There are writers who crank out book after book for decades and achieve a mild notoriety. That wasn’t Harper Lee.
The author of To Kill a Mockingbird has died at age 89.
When her first novel arrived on the scene in 1960, it was printed in small quantities which shipped mainly to libraries and universities. She was an unknown author. To date, the book has sold more than 10 million copies and has become a staple of many high school English classes. One of our local schools is currently taking it up.
They made a movie of the story, released a couple of years later and starring Gregory Peck. Although she befriended the movie’s cast and attended film-related events at its release, Harper Lee was never comfortable in her role as literary giant.
She had received the Pulitzer Prize for fiction in 1961.
After decades of waiting for her next book, readers began to accept that To Kill a Mockingbird might be her only completion.
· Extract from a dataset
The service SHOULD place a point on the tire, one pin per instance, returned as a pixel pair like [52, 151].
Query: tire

And, perhaps that was enough.
Then, mysteriously, another manuscript was discovered and published last year. Go Set a Watchman has been described as the original Mockingbird story, in a setting years later than her prize-winning work. Fair or not, Watchman has likely not ever been judged completely on its own merits. It paints a less than angelic picture of Atticus Finch, Lee’s righteous small-town lawyer who defends a falsely-accused black man in a predominantly white community.
Harper Lee’s youthful companion Truman Capote became a celebrity as a result of his books and he reveled in his television appearances – everything from game shows to late night talk programs. Lee made a few appearances at the 50th anniversary of Mockingbird’s publication, but for the most part kept to herself in her hometown of Monroeville, Alabama.
We didn’t get to know her, for the private life she kept. Beyond the literary world, there will likely be little mourning for the author of a single story, told twice.
But the world has lost one of its best storytellers in her passing.
The likes of Boo Radley and the hollow tree will never come ‘round again.